Amelia Irvine, a senior at Georgetown University, responded to Fair's conduct in a statement to Campus Reform.
“It’s laughable that Twitter recognizes that Christine Fair’s comments were outside the bounds of civil discourse, while Georgetown University refuses to do so," Irvine said. "Why won’t Georgetown clearly tell professors and students that calling for violence against others is unacceptable?”
"Georgetown urges members of our community to engage in robust, but respectful dialogue," a Georgetown spokesman told Campus Reform. "While we protect speech and expression, we condemn uncivil and disrespectful discourse that is inconsistent with our values."
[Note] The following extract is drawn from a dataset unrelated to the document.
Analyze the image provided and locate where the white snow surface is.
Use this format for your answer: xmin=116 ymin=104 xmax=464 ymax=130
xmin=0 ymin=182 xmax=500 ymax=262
“The views of faculty members expressed in their private capacities are their own and not the views of the University. Our policy does not prohibit speech based on the person presenting ideas or the content of those ideas, even when those ideas may be difficult, controversial or objectionable. While faculty members may exercise freedom of speech, we expect their classrooms and interaction with students to be free of bias and geared toward thoughtful, respectful dialogue.”
In a separate statement, Georgetown University President John DeGioia added "we can and do strongly condemn the use of violent imagery, profanity, and insensitive labeling of individuals based on gender, ethnicity or political affiliation in any form of discourse. Such expressions go against our values."
Nicole Neily, president of Speech First, offered a different perspective. Neily recalled the fact that Georgetown has adopted a version of the Chicago statement, which states, in part, "it is not the proper role of a university to insulate individuals from ideas and opinions they find unwelcome, disagreeable, or even deeply offensive. Deliberation or debate may not be suppressed because the ideas put forth are thought by some or even by most members of the University community to be offensive, unwise, immoral, or ill-conceived."
Neily then added: "Were Dr. Fair's comments offensive, unwise, and ill-conceived? Yes. Should she be censured, suspended, fired, or otherwise punished for them? I don't think so."
A spokeswoman for University of Detroit Mercy President Dr. Antoine Garibaldi, who serves on Georgetown's Board of Directors, told Campus Reform that Garibaldi "would not be comfortable commenting [for the story] because this is a Georgetown matter."
Editor's note: Campus Reform encourages civil discourse and acknowledges professors' First Amendment right to free speech. The purpose of this article, like any other, is to present the facts and allow our readers to form their own opinions.